Growing garlic for many people can be a hit-and-miss affair, with bulbs looking more like little leeks come Summer harvest time, leaving some novice growers with a bad taste in their mouths.
However, success is achievable with the right growing conditions, by planting at the optimum time and by using the appropriate seed bulbs.
With some luck, you’ll be able to harvest your culinary bounty and have a string of garlic bulbs hanging in your parlour that would do justice to any traditional French kitchen.
“If things do go wrong, for example if it gets rust, then you end up with no crop at all and you get little tiny spongy bulbs that look like a baby leek, so that can put people off,” says gardening expert Lynda Hallinan.
“It’s really worth giving it a go though because with garlic there’s a real beginner’s luck factor. The first time you grow garlic and this seems to be true of everybody that I know, you will have an amazing crop and you’ll think wow, that was easy. Then, for there on in it gets a bit challenging.”
Good soil without any fungal issues guarantees a good start, but the key is getting good quality seed bulb.
When breaking it up into individual cloves, only planting the larger ‘outside’ ones as opposed to the smaller ‘inside’ cloves, which are better used in the kitchen.
“You do need to buy really good New Zealand-grown garlic if you are going to plant it,” she says.
Other essential factors are rich, non-compacted soil and a long growing season – from winter to summer. Garlic are nutrient hungry, so compost and manure are useful.
The space allocated to the garlic is important in that it will monopolise space for an extended time.
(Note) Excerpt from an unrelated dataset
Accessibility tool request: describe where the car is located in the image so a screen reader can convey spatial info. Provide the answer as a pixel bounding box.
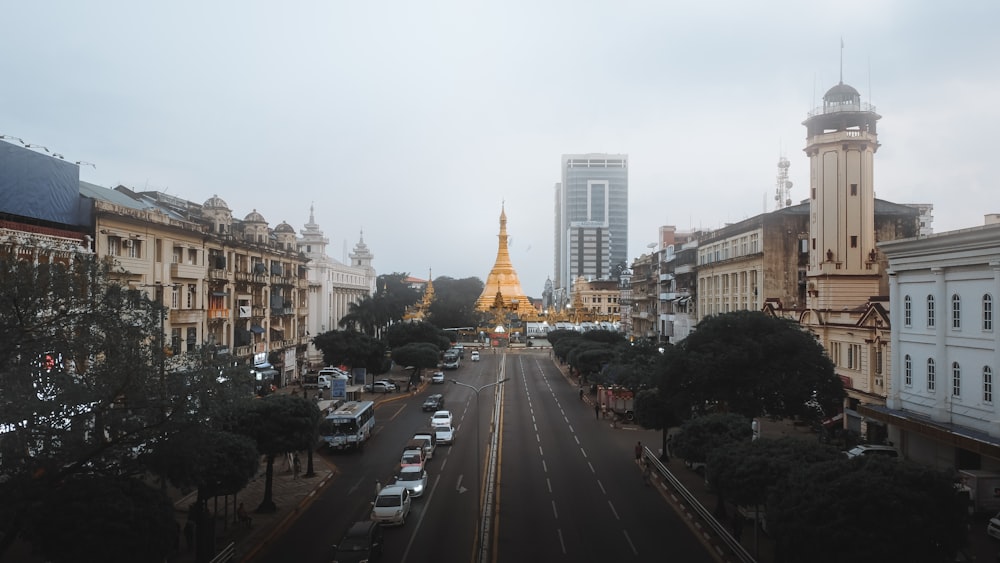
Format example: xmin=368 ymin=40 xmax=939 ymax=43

“Keep in mind that it is going to be in there to at least Christmas, so you can’t grow anything else in that spot. So, if you have one really great sunny bed where you grow everything in, if you put garlic in it now you won’t be able to grow anything else.”
Getting them into the ground within the next 20 days will be optimum time to plant. 15-20cm apart is enough, with distance between rows being best at 20cm.
When ready the shoots above the ground will have a ‘dead’ look, meaning all the energy has gone into forming the bulb, a sign the garlic is ready to harvest. Those tempted to pull out the bulbs too soon will be left disappointed.
“What you do is you leave it in the ground until you have a decent-sized bulb in the summer and you did them up. The garlic bulb will be hanging off the stalk and you dry them the way you would onions.”